La película era “La vergüenza”
“Skammen”, de 1968, y la reunión, en la sala de actos del
colegio mayor, un ensayo a las asambleas preconstitucionales que nos
entrenaban para pergeñar ideas propias y defenderlas a cualquier
precio, algo que pocos años después ya no haría falta, ni
defenderlas, ni mucho menos tener ideas propias.
El argumento era bastante deprimente,
en el sentido clásico de la tragedia, creo recordar, y su
comprensión presuntamente fácil dentro de la dramaturgia propia del
teatro filmado en blanco y negro. Los subtítulos todavía no habían
hecho acto de presencia en el cine comercial y los diálogos eran tan
parcos que nos pareció ciertamente normal su desaparición en los
minutos finales, mientras la barca se mueve lentamente entre la
bruma, con algún plano intercalado de los personajes supervivientes
a una guerra abstracta.

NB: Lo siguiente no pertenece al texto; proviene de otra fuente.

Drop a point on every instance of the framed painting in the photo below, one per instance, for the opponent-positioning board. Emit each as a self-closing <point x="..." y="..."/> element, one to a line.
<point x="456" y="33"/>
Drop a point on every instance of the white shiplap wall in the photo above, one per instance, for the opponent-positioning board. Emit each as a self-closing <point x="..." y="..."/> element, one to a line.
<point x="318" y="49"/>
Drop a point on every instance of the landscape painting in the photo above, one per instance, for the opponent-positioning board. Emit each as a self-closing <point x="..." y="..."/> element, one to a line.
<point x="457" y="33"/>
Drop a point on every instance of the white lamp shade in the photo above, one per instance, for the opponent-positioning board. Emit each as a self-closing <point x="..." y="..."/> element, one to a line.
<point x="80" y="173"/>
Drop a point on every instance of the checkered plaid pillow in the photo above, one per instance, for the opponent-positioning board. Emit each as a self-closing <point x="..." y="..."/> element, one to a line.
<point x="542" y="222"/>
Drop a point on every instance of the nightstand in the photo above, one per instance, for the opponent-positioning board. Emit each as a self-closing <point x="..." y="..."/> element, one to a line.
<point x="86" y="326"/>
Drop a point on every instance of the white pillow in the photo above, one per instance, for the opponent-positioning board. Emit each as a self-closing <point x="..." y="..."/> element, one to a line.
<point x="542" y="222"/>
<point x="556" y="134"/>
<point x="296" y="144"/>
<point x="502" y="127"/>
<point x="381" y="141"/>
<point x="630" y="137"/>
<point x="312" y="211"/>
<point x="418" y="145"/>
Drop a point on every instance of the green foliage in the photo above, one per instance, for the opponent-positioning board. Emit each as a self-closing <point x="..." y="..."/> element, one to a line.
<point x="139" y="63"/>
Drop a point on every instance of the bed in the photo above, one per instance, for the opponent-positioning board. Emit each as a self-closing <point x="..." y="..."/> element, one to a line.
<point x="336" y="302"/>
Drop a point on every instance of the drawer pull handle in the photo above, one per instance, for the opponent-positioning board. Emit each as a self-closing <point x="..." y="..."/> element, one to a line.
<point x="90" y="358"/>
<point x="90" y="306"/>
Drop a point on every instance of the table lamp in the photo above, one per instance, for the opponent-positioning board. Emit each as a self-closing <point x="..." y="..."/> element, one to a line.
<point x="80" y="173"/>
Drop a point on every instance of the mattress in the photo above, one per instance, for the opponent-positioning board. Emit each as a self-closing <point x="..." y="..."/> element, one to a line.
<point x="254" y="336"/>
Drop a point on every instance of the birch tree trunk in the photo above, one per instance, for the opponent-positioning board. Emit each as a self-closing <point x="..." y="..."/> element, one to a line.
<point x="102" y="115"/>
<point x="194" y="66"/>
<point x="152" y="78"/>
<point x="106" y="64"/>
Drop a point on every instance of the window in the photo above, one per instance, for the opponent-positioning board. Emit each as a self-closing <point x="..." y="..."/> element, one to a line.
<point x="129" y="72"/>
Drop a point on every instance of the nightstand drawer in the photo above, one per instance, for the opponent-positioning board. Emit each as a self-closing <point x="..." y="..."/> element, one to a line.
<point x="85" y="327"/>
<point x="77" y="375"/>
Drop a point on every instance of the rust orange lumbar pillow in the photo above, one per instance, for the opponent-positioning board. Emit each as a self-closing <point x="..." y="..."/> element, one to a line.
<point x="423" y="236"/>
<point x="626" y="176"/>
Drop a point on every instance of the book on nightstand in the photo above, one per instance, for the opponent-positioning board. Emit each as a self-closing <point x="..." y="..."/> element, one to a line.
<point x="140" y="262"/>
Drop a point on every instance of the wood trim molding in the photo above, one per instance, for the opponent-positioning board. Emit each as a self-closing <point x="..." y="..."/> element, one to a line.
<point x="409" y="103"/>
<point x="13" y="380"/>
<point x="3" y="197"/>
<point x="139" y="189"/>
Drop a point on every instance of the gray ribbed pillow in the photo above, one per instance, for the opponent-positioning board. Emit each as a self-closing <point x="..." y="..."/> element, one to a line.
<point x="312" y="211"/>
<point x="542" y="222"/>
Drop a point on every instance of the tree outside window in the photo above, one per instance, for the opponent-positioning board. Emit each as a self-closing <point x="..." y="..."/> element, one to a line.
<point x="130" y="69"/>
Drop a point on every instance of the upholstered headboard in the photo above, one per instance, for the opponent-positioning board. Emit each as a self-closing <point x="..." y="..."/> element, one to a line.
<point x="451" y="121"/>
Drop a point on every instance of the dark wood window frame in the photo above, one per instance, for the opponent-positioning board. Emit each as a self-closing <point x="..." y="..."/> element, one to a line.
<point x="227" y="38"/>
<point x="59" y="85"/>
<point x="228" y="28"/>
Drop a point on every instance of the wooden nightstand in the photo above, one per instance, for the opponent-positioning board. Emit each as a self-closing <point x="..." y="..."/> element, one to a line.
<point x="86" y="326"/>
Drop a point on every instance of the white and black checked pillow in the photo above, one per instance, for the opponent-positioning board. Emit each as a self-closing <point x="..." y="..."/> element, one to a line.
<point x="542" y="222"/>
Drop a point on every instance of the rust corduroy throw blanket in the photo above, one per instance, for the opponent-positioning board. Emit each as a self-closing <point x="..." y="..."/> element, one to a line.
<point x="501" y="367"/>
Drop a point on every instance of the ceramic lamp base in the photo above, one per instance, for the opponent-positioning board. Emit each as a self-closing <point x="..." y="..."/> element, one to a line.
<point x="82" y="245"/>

Solo la contumacia del director al omitir
cualquier ruido ambiental, los remos, el fulgor lejano de
explosiones, también silentes, hasta la música incidental propia de
cualquier fin de fiesta. El silencio absoluto, que ya había dado
título a otra película suya en el 63.
No pudimos encontrar mejor motivo para
elevar aquel epílogo al corolario argumental que rubricaba la
intencionalidad del mensaje. Intencionalidad sobre la que disponíamos
de varias interpretaciones, razonadas, discrepantes, y justificadas
durante largos minutos, hasta el paroxismo y más allá, por aquellos
que veíamos clara la advertencia apocalíptica bergmaniana.

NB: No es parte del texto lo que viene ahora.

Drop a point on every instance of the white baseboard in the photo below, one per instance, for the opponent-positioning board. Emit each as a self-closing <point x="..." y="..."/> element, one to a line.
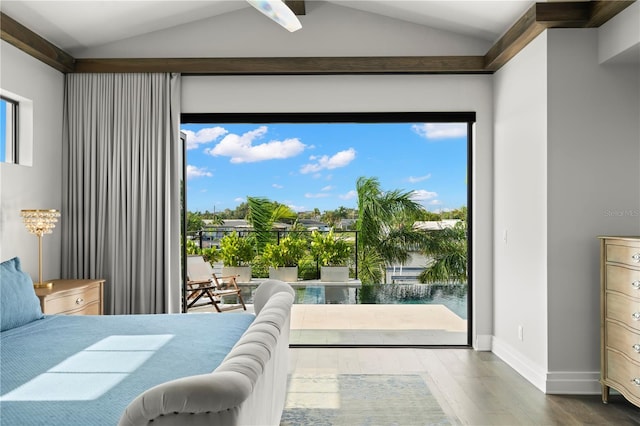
<point x="573" y="383"/>
<point x="524" y="366"/>
<point x="483" y="343"/>
<point x="549" y="382"/>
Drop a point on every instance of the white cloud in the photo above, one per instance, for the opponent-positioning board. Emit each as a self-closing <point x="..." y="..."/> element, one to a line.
<point x="317" y="195"/>
<point x="203" y="136"/>
<point x="416" y="179"/>
<point x="196" y="172"/>
<point x="339" y="159"/>
<point x="349" y="195"/>
<point x="431" y="131"/>
<point x="423" y="195"/>
<point x="297" y="208"/>
<point x="241" y="148"/>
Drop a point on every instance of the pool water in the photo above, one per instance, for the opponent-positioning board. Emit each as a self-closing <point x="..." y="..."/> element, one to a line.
<point x="453" y="296"/>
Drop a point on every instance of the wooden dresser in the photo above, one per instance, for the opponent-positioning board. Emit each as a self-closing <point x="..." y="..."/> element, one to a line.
<point x="620" y="317"/>
<point x="72" y="297"/>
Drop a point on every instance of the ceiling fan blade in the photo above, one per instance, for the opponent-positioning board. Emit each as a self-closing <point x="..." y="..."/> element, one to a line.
<point x="278" y="12"/>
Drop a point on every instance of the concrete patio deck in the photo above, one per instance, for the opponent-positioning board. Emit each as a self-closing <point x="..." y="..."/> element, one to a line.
<point x="371" y="324"/>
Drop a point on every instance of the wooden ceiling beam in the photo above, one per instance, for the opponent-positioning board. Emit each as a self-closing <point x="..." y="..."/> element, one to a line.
<point x="291" y="65"/>
<point x="26" y="40"/>
<point x="542" y="16"/>
<point x="296" y="6"/>
<point x="538" y="18"/>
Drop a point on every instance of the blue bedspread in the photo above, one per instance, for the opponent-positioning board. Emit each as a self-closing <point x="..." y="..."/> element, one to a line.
<point x="84" y="370"/>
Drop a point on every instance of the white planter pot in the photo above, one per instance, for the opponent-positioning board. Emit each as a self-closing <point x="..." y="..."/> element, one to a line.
<point x="243" y="273"/>
<point x="284" y="273"/>
<point x="334" y="273"/>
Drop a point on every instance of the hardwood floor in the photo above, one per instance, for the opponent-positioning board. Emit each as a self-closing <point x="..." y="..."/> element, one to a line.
<point x="473" y="388"/>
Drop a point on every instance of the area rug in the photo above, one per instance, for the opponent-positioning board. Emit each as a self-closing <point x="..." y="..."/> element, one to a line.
<point x="361" y="399"/>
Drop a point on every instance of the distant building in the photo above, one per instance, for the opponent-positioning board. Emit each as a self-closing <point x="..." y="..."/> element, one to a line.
<point x="435" y="225"/>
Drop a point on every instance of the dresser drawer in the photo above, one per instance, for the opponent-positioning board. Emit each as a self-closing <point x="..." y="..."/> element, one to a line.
<point x="93" y="308"/>
<point x="624" y="309"/>
<point x="625" y="374"/>
<point x="623" y="340"/>
<point x="623" y="279"/>
<point x="625" y="254"/>
<point x="73" y="300"/>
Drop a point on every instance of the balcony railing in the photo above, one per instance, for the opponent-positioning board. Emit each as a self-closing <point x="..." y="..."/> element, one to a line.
<point x="209" y="237"/>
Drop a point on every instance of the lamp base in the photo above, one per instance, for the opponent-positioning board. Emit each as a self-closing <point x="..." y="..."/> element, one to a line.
<point x="42" y="285"/>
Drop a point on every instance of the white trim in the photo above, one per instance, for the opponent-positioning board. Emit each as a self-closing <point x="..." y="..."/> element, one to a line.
<point x="524" y="366"/>
<point x="483" y="342"/>
<point x="551" y="383"/>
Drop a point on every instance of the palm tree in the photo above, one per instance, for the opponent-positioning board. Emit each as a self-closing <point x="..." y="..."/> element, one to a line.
<point x="263" y="213"/>
<point x="385" y="225"/>
<point x="447" y="251"/>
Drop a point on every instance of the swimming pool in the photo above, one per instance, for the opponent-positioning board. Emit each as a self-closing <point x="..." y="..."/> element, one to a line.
<point x="453" y="296"/>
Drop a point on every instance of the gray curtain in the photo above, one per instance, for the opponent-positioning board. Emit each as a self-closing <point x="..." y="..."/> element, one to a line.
<point x="121" y="185"/>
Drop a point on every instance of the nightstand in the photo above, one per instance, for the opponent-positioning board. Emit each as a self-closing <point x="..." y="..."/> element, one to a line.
<point x="72" y="297"/>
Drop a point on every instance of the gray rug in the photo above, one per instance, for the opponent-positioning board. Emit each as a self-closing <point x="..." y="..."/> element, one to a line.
<point x="361" y="399"/>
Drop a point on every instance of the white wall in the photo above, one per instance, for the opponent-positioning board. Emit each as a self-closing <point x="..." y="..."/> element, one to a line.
<point x="378" y="94"/>
<point x="594" y="176"/>
<point x="520" y="205"/>
<point x="567" y="145"/>
<point x="619" y="39"/>
<point x="38" y="186"/>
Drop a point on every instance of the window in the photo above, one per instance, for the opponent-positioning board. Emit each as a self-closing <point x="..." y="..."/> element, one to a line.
<point x="312" y="163"/>
<point x="16" y="129"/>
<point x="9" y="134"/>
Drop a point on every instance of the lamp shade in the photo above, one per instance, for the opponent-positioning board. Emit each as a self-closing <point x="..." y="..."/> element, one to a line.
<point x="39" y="223"/>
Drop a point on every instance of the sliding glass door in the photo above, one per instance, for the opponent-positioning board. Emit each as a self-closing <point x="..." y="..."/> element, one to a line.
<point x="385" y="196"/>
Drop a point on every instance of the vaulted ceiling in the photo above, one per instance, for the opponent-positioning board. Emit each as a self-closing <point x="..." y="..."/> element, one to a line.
<point x="55" y="31"/>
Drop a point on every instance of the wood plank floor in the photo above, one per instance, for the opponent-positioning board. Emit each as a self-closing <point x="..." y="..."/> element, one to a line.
<point x="473" y="388"/>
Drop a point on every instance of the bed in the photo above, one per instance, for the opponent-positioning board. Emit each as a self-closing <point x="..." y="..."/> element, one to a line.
<point x="214" y="369"/>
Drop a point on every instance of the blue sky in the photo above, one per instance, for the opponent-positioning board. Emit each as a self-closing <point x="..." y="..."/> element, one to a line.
<point x="307" y="166"/>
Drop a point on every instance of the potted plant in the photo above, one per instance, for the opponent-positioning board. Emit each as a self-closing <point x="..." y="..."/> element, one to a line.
<point x="333" y="254"/>
<point x="237" y="252"/>
<point x="283" y="258"/>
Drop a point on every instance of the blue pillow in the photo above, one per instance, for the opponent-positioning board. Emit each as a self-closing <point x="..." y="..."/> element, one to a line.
<point x="19" y="304"/>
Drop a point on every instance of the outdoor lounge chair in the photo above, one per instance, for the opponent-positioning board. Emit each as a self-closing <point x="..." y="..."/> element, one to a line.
<point x="203" y="284"/>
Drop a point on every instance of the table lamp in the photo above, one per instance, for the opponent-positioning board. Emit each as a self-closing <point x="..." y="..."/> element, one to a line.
<point x="40" y="222"/>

Estábamos a punto de concluir el
mitín, del que saldríamos como casi siempre con ideas divergentes
sobre la cuestión, pero reforzadas las propias dentro de la cabeza
de cada ponente, cuando apareció Jaime.
Perdón, Yauma, que era físicamente
parecido al Woody Allen de aquellos años, si bien algo más bajito y
quizás con gafas más discretas. Pertenecía al grupo de estudiantes
de telecomunicaciones, quienes habían asumido por principios de
lógica difusa, la responsabilidad técnica de la sala de
proyecciones. Era pues el proyeccionista que nos había servido el
espectáculo.
Tímidamente se acercó desde atrás y
tras varios intentos por hacerse oír en medio de las últimas
parrafadas estentóreas, pudimos escuchar su versión. Definitiva.
-Quería pediros disculpas, me temo que
sin querer, he dado con el codo a la palanca del sonido, y os he
dejado sin oír los cinco o diez últimos minutos. Si os parece,
rebobino y os los vuelvo a poner.
No hizo falta, ni de aceptar sus
disculpas, ni de comprobar la veracidad del mensaje que habíamos
inventado.
Marchamos cabizbajos, y aleccionados
sobre la incapacidad del ser humano para interpretar sensaciones que
escapan a sus sentidos. Ver más allá que tus ojos u oír cosas que
no escuchan tus oídos. Dejarte guiar por una mente que fía en la
intuición, en la agudeza y arte de ingenio -exclusiva de Gracián-
aquello que solo puede sostenerse con datos fidedignos.
Enseñanzas que, como podéis
comprobar, tampoco nos han servido de nada.